National Semiconductor Corp.'s brightly colored "concept" PDA (personal digital assistant), dubbed Origami, drew steady interest here at Comdex 2001, as attendees folded and twisted it into a range of devices.
A team at the chip-builder feverishly designed and built the Origami prototypes over the last months in an effort to showcase the company's Geode line of processors. The Geode is widely used by laptop and device makers such as 3Com Corp., Compaq Computer Corp., Nokia Corp. and L.M. Ericsson Telephone Co.
The device, when folded down, is a 1.3-in.-thick rectangle measuring 7.6- by 3.8-inches. Its cases come in jewel-like reds, greens and blues, chased with brushed aluminum. The device incorporates a digital camera and digital camcorder, and it can work as either of those, as well as a videoconferencing terminal, e-mail device, smart phone and others. It can run any operating system compatible with the X86 chip standard, including Windows 98 and Linux. As Origami's components are unfolded or twisted, special magnets detect which "mode" the user is creating, and the device then brings up the appropriate software.
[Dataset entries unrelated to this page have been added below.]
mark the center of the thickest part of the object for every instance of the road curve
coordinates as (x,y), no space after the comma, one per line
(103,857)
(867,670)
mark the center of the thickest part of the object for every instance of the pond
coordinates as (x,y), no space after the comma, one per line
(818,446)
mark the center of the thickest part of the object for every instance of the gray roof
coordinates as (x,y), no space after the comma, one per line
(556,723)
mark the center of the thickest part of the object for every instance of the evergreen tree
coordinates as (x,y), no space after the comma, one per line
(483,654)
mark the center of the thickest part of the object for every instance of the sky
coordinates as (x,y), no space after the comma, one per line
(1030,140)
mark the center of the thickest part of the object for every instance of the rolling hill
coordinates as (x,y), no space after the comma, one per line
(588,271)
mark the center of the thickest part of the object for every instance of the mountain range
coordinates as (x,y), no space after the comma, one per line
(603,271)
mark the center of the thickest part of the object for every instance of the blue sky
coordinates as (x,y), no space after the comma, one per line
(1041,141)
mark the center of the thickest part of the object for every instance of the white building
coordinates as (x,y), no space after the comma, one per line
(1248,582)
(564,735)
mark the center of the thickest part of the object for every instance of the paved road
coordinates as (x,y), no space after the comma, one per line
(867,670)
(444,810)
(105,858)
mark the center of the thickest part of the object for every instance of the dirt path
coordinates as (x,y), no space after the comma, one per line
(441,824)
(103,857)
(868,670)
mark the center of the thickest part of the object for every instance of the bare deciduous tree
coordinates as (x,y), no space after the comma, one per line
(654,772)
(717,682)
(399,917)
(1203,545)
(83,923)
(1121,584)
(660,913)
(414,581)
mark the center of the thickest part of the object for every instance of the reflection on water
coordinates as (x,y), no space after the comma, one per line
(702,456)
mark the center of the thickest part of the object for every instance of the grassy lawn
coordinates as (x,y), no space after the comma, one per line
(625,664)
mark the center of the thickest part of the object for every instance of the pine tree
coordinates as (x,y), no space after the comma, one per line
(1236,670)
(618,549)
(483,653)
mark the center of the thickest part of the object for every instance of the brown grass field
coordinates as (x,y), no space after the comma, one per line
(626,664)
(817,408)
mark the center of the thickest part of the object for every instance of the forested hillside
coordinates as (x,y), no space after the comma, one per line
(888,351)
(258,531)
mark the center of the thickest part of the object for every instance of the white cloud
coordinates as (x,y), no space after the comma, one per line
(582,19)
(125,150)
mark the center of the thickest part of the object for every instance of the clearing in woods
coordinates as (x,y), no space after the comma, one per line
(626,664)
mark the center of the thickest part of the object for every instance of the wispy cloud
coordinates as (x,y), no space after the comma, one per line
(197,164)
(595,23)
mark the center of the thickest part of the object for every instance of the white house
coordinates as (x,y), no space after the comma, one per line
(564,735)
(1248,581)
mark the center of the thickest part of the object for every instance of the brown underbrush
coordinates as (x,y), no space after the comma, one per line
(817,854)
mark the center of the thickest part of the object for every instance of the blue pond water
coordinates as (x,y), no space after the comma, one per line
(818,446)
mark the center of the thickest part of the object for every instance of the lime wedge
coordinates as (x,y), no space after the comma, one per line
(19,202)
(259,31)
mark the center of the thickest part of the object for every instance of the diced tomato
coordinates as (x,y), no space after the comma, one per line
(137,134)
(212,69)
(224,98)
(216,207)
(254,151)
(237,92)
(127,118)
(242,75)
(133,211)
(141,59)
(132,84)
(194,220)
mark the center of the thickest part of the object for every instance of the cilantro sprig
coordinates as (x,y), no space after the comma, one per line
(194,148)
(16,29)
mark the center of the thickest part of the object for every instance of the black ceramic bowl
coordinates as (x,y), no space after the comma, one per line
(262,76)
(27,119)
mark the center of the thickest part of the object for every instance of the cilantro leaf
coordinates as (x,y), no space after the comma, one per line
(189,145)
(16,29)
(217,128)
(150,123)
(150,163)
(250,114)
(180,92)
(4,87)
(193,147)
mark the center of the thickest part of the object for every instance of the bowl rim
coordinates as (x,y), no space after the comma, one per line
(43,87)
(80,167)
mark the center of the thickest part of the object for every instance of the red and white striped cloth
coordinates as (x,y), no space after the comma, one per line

The Origami, along with many other similar ideas, is the brainchild of Stephen Matson, group manager of concept products for National Semiconductor's Information Appliance Group. His job for the last six years has been to think up these kinds of gadgets. One, the Web Pad, which won Best of Show at Comdex in 1998 and has had some commercial success, is a table computer that uses a pen or stylus instead of a mouse. Each year, Matson submits a list, which has numbered 17 for the last few years for no reason that he can discern, to senior managers who greenlight the ones they like.
Origami started as a kind of non-idea. "This is the 21st century. We have video, but I don't see video everywhere," Matson says. From there, it grew into what Matson calls a multi-function device, which he sees as similar to the general-purpose platform of the personal computer.
He readily admits that inevitably, there are trade-offs in a multifunction device. "It's a 1 megapixel digital camera, not a 5 megapixel," he says. "You can do 15 minutes of video, not 2 hours."
"It's not the best at each of these functions [compared to specialized devices], but it can do things the others can't," he says. The issue of whether corporate users want several specialized devices or one general-purpose unit is still to be decided, he agrees.
Hefting the 10-ounce device in his hand, Matson says that by the time assembly ended, he'd already figured out how to cut the thickness of the next Origami by 25 percent and to eliminate the bulge of the battery pack.
The battery itself is another National Semiconductor advance. Using lithium technology, the battery can be shaped to fit the form factor of the device itself, according to Matson.
The decreasing size of components and increasing processor power have already given him ideas for new Origami versions. One is a personal communications gateway: unfold and twist Origami to work as an 802.11b client or access point, a Global System for Mobile communications (GSM) device, a Bluetooth device and so on.
The next item on Matson's agenda is less cerebral: getting some sleep. "I've been awake for the last 60 hours," he says.